Dan Harrington, Margaret’s brother and an independent harvester who sells worms and seaweed to the family business, echoes Bayrd’s rationale. He harvests wormweed for the company and sees the two sides of the trade as traditional and in no need of change. “There are a lot of things that go on in the worm industry that work for us and have worked for a long time,” he says. (The industry contends that its perseverance owes a great debt to self-regulation, pointing to prohibitions on mechanical harvesting and digging on Sundays, as well as other informal conservation measures.)

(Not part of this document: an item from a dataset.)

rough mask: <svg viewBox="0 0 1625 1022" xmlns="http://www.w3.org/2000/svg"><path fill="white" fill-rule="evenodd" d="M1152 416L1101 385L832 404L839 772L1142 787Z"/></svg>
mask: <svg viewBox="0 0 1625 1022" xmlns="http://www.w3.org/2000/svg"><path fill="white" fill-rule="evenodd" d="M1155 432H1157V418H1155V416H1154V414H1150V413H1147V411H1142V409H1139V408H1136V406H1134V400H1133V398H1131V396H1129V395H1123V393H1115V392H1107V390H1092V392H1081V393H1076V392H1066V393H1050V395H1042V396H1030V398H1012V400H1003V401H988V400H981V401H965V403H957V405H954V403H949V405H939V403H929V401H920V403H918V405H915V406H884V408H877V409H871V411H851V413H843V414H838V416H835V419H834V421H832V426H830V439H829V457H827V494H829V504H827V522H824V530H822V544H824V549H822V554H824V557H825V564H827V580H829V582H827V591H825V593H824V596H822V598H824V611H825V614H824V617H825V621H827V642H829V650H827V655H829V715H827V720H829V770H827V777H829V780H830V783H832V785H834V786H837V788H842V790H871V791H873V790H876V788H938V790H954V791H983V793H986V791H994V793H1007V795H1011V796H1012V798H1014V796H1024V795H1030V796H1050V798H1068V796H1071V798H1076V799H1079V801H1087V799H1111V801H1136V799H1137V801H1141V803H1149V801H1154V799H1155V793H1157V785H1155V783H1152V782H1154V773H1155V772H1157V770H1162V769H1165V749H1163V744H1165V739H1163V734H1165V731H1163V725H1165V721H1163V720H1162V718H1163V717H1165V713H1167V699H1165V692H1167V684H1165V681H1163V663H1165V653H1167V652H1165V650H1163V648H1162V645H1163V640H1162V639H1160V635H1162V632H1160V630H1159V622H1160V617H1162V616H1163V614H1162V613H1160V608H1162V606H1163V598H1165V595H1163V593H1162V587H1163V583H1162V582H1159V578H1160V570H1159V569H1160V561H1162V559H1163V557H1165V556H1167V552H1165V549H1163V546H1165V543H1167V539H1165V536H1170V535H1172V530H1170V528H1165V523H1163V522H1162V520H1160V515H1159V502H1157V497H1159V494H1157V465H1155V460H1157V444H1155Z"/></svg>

Dan Harrington digs for bloodworms on the mudflats in Freeport, Maine

Dan Harrington digs for bloodworms on the mudflats in Freeport, Maine. Photo by Robert F. Bukaty/AP Photo

Shipping worms naked in trays might work for European customers, but in Dan’s eyes, worm dealers prop up a small yet important secondary industry of independent seaweed harvesters. He contends that rinsing seaweed is too onerous and undermines the algae’s cost-effectiveness, and he isn’t in favor of removing wormweed. “We’ve been shipping in seaweed for over 100 years,” Dan says. “If you start changing up what has worked for all these years, you’re potentially putting a whole ’nother portion of this industry at risk.” Dan instead favors an alternative solution on the receiving end, one that Fowler also champions: educate anglers that fishing responsibly means tossing unused bait and wormweed into the garbage.

For her part, Fowler believes eliminating wormweed is the right thing to do. She suspects there could even be cost savings for dealers and, while these changes would undeniably affect seaweed harvesters, it might be a small price to pay for vector management. Her scientific data has not yet proven particularly persuasive to the industry, even though some dealers can see another way. In her view, though, the missing piece would be convincing suppliers that repeat customers will keep buying bait, even when it’s bloodworms and bloodworms alone in their bait bag.

Later that morning, as I watch a refrigerated truck at Harrington’s get packed with bait boxes, it seems to me that the seaweed’s name—simply, worm plus weed—speaks volumes about the industry’s mindset. The bait worm business is steeped in tradition; the two just go together, like worms in wormweed.